They were grocery delivery rivals. Now they're teaming up to build an Nvidia-backed 'Cursor for math.'
· Business Insider
Corca Research
Visit esporist.org for more information.
- Former rivals who ran competing grocery delivery startups founded the math AI startup Corca.
- Nvidia invested in Corca's $7.8 million seed round through its NVentures venture capital arm.
- Corca builds a collaborative workspace for writing, solving, and sharing math equations.
Two founders who once competed in New York's cutthroat grocery-delivery wars are now building a startup together — this time focused on math software.
Oleg Shevlyagin and Anton Gladkoborodov, whose rival companies 1520 and Fridge No More both collapsed after failed acquisition deals, have raised $7.8 million for Corca, which aims to modernize how people work with math.
The New York-based startup has attracted major investors, including Nvidia's NVentures venture capital arm, NEA, Bloomberg Beta, and Daft Capital.
Corca, short for "collaborative research capability," builds a workspace where users can write equations, run calculations, get AI assistance, and collaborate in real time. In this vein, Corca calls itself "Cursor for math," likening itself to the AI coding startup.
Although they had been competitors, Gladkoborodov and Shevlyagin barely knew each other until after their respective businesses shut down.

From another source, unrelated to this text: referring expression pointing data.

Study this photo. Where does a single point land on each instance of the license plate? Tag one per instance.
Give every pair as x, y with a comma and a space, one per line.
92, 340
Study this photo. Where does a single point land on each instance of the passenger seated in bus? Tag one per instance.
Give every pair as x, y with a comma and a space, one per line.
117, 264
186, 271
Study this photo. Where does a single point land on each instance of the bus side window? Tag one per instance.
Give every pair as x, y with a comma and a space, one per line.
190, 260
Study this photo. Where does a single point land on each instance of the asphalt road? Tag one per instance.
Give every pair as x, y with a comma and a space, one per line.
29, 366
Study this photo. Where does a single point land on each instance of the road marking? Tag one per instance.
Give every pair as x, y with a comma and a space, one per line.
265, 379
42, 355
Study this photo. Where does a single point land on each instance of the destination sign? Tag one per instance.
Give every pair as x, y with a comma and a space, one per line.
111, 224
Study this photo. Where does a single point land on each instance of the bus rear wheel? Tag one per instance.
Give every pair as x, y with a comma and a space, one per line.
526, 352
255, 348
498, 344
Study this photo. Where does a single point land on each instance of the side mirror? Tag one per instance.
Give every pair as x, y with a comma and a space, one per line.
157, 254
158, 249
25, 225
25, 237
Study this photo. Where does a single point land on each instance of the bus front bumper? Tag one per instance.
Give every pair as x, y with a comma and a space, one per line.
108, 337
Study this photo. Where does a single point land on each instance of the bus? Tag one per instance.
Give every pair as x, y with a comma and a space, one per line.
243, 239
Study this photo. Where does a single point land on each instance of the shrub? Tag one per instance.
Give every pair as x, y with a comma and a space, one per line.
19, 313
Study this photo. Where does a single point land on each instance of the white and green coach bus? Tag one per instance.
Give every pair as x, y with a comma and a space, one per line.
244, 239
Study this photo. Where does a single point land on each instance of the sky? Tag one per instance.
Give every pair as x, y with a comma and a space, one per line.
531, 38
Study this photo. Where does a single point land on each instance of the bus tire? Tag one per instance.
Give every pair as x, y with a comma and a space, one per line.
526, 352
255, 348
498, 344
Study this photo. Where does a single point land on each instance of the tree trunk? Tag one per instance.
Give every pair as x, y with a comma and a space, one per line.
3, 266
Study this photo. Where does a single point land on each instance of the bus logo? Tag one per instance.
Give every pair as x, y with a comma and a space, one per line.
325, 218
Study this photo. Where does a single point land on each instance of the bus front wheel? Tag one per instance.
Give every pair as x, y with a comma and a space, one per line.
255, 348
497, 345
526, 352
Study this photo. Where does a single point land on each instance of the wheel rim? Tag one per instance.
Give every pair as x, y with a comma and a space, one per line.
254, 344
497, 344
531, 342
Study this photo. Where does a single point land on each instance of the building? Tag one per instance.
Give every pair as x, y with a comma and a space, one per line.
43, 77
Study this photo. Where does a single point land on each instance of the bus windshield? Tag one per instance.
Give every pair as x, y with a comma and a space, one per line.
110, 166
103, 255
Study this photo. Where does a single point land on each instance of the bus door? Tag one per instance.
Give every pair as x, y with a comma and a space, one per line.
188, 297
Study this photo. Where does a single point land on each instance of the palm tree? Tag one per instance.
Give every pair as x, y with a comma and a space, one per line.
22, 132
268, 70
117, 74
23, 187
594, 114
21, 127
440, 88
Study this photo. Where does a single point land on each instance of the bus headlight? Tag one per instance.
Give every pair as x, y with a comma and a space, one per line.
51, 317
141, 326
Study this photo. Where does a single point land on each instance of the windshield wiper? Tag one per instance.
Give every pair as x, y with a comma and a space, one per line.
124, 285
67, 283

Living a few blocks apart in Brooklyn, they began meeting to discuss physics — a subject both had studied independently — and eventually became frustrated by how difficult it was to share mathematical equations digitally.
They explored launching another grocery-delivery company before pivoting to math software, and they cofounded Corca in 2023.
Shevlyagin says existing math tools like MATLAB and LaTeX are outdated and rely on complex formatting languages, so teams have to switch between products or share equations via handwritten notes.
"It's like one of those sleeping categories where nothing's going on for more than 30 years," he told Business Insider.
Corca, which has 12 employees, says it has attracted more than 10,000 users and plans to use the seed funding to develop its product and expand its engineering team. Its core product will remain free while it develops paid AI and computational features planned for later this year.
Corca sees engineers, researchers, and other technical professionals as its primary market, particularly in fields like AI and finance.
Gladkoborodov said Nvidia's interest likely stemmed from the startup's focus on the math that underpins those industries.
"We see ourselves as infrastructure for mathematical work," Gladkoborodov said. "Whether the application is AI research, engineering, robotics, finance, or scientific computing, people still need a way to create, compute, and collaborate around mathematical models."